SECURITIES AND EXCHANGE COMMISSION
Washington, D.C. 20549
FORM 8-K
Pursuant to Section 13 or 15(d) of
The Securities Exchange Act of 1934
DECEMBER 22, 2000
DELTA PETROLEUM CORPORATION
(Exact name of registrant as specified in its charter)
Colorado 0-16203 84-1060803
(State of Commission (I.R.S. Employer
Incorporation) File No. Identification No.)
Suite 3310
555 17th Street
Denver, Colorado 80202
(Address of principal executive offices) (Zip Code)

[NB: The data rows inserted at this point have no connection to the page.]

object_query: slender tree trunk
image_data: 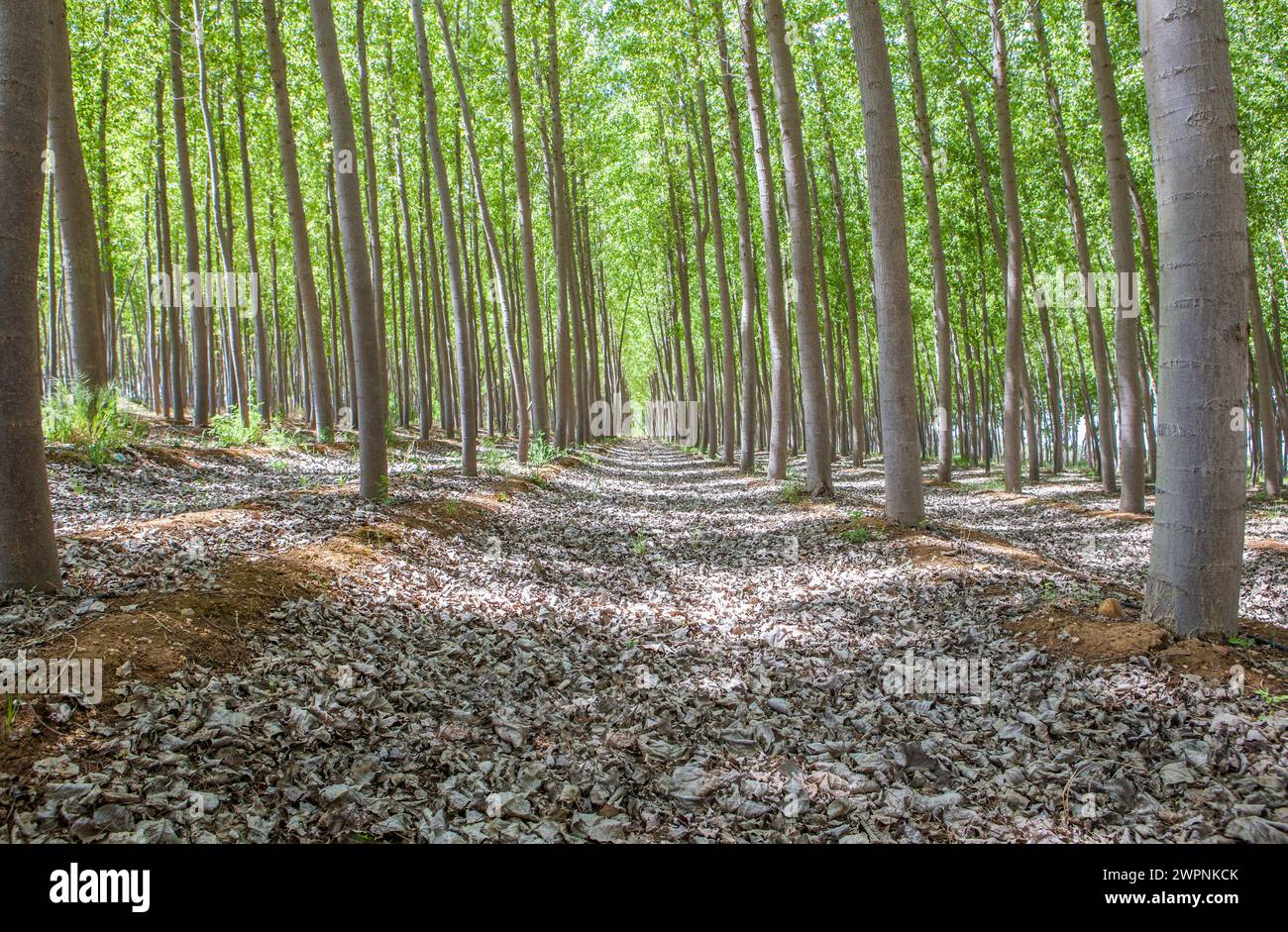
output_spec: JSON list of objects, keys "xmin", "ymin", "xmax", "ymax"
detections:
[
  {"xmin": 501, "ymin": 0, "xmax": 550, "ymax": 441},
  {"xmin": 988, "ymin": 0, "xmax": 1024, "ymax": 491},
  {"xmin": 49, "ymin": 0, "xmax": 110, "ymax": 392},
  {"xmin": 435, "ymin": 0, "xmax": 531, "ymax": 464},
  {"xmin": 1248, "ymin": 240, "xmax": 1280, "ymax": 498},
  {"xmin": 1137, "ymin": 0, "xmax": 1250, "ymax": 637},
  {"xmin": 309, "ymin": 0, "xmax": 389, "ymax": 499},
  {"xmin": 712, "ymin": 0, "xmax": 760, "ymax": 473},
  {"xmin": 846, "ymin": 0, "xmax": 924, "ymax": 525},
  {"xmin": 1030, "ymin": 0, "xmax": 1113, "ymax": 493},
  {"xmin": 411, "ymin": 0, "xmax": 478, "ymax": 476},
  {"xmin": 232, "ymin": 0, "xmax": 273, "ymax": 425},
  {"xmin": 265, "ymin": 0, "xmax": 335, "ymax": 443},
  {"xmin": 903, "ymin": 0, "xmax": 952, "ymax": 482},
  {"xmin": 355, "ymin": 0, "xmax": 389, "ymax": 395},
  {"xmin": 1083, "ymin": 0, "xmax": 1145, "ymax": 514},
  {"xmin": 0, "ymin": 0, "xmax": 59, "ymax": 592},
  {"xmin": 738, "ymin": 0, "xmax": 793, "ymax": 480}
]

Registrant's telephone number, including area code: (303) 293-9133
ITEM 5. OTHER EVENTS
Delta Petroleum Corporation ("Delta" or the "Company") has
entered into an agreement with Saga Petroleum Corporation and related
entities ("Saga") dated as of December 18, 2000 (executed December 22,
2000) entitled Termination Agreement and Purchase and Sale Agreement
("Agreement"). A copy of the Agreement is incorporated herein as
Exhibit 10.1. This Agreement terminates, replaces and supersedes the
agreement between these same parties dated September 6, 2000 (see Form
8-K dated September 8, 2000; Exhibit 10.1). Consequently, the
purchase and sale of the properties and other assets contemplated by
the September 8, 2000 agreement is also terminated. Under the
December 18, 2000 Agreement, Delta will acquire a producing gas
property from Saga for $2,700,000 of which $2,100,000 will be paid in
cash and the remaining $600,000 will be paid through the issuance of
restricted Delta common stock priced according to a formula set forth
in Part II of the Agreement contained in Exhibit 10.1 hereto. The
deposit of cash and shares given by Delta to Saga pursuant to the
September 6, 2000 Agreement will be applied to the purchase of the gas
property under the Agreement with any excess of shares previously
delivered being returned to Delta.
ITEM 7. FINANCIAL STATEMENTS AND EXHIBITS.
10.1 Termination Agreement and Purchase and Sale Agreement dated as of
December 18, 2000 between Delta Petroleum Corporation and Saga
Petroleum Corp., et al.
Pursuant to the requirements of the Securities and Exchange Act
of 1934, the Registrant has duly caused this report to be signed on
its behalf by the undersigned hereunto duly authorized.
DELTA PETROLEUM CORPORATION
(Registrant)
Date: December 22, 2000 By: s/Aleron H. Larson, Jr.
Aleron H. Larson, Jr.
Chairman/C.E.O.
INDEX TO EXHIBITS
(1) Underwriting Agreement. Not applicable.
(2) Plan of Acquisition, Reorganization, Arrangement, Liquidation or
Succession. Not applicable.
(3) (i) Articles of Incorporation. Not applicable.
(ii) Bylaws. Not applicable.
(4) Instruments Defining the Rights of Security Holders, including
Indentures. Not applicable.
(5) Opinion: re: Legality. Not applicable.
(6) Opinion: Discount on Capital Shares. Not applicable.
(7) Opinion: re: Liquidation Preference. Not applicable.
(8) Opinion: re: Tax Matters. Not applicable.
(9) Voting Trust Agreement. Not applicable.
(10) Material Contracts.
10.1 Termination Agreement and Purchase and Sale Agreement dated as of
December 18, 2000 between Delta Petroleum Corporation and Saga
Petroleum Corp., et al.
(11) Statement re: Computation of Per Share Earnings.
Not applicable.
(12) Statement re: Computation of Ratios. Not applicable.
(13) Annual Report to Security Holders, etc. Not applicable.
(14) Material Foreign Patents. Not applicable.
(15) Letter re: Unaudited Interim Financial Information.
Not applicable.
(16) Letter re: Change in Certifying Accountant.
Not applicable.
(17) Letter re: Director Resignation. Not applicable.
(18) Letter re: Change in Accounting Principles. Not applicable.
(19) Report Furnished to Security Holders. Not applicable.
(20) Other Documents or Statements to Security Holders.
Not applicable.
(21) Subsidiaries of the Registrant. Not applicable.
(22) Published Report Regarding Matters Submitted to Vote of Security
Holders. Not applicable.
(23) Consents of Experts and Counsel. Not applicable.
(24) Power of Attorney. Not applicable.
(25) Statement of Eligibility of Trustee. Not applicable.
(26) Invitations for Competitive Bids. Not applicable.
(27) Financial Data Schedule. Not applicable.
(99) Additional Exhibits. Not applicable.